Proteins that normally reside inside cell nuclei have never been found in the blood - until now. 

A new blood test developed by Shih-Chin Wang and Chih-Ping Mao - graduate students in Jie Xiao's lab in the Department of Biophysics and Chien-Fu Hung's lab in the Department of Pathology, can identify individual molecules in human blood samples with minimal detection errors down to the sub-femotomolar range.

Among the molecules that they used their new test to find was a mutated protein thought to be restricted to the inside of cells, mostly within the nucleus.

It is the first time that single-molecule imaging has been applied to visualise disease-causing molecules in blood. 

Wang and colleagues call their new approach Single-Molecule Augmented Capture (SMAC).

They used this new technique to detect molecules commonly screened for in standard blood tests, like prostate-specific antigen.

They were also able to detect rare intracellular proteins, secreted proteins and membrane proteins, including the cancer-associated proteins mutant p53, anti-p53 autoantibodies and programmed death-ligand 1 (PD-L1).

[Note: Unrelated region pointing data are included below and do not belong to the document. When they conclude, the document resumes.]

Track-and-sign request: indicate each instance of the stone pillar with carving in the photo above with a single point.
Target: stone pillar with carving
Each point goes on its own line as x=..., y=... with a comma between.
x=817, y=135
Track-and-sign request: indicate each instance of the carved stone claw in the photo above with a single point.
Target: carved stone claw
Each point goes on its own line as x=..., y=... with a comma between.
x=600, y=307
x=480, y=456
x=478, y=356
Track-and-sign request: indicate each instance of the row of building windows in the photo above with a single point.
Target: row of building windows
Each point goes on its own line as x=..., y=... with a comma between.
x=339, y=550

Mutant p53 is a well-known tumour-specific nuclear protein and has never before been detected in the blood, likely because current tests cannot detect its extremely low blood concentrations.

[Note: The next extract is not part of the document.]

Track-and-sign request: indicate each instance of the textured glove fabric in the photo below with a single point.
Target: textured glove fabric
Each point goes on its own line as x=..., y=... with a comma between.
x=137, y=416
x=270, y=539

Wang and colleagues found mutant p53 or anti-p53 autoantibodies in samples from patients with ovarian cancer, but not in patients without cancer.

PD-L1 is also found on the surface of some cancer cells and has recently been effectively targeted with immunotherapy to combat cancer.

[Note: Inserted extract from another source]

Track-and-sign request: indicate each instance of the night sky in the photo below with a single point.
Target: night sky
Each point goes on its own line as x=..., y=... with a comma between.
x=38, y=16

Knowing whether or not a patient's tumour expresses PD-L1 is a crucial first step in this treatment and SMAC may be able to identify cancers that have PD-L1 at low levels that are undetectable by standard blood tests.

"With SMAC, we have brought single-molecule imaging into the clinical arena. By visualising and examining individual molecules released from diseased cells into the blood, we aim to detect diseases more accurately and gain new insights into their mechanisms," Mao explained.

Wang and colleagues are hopeful that their test will one day be commercially available.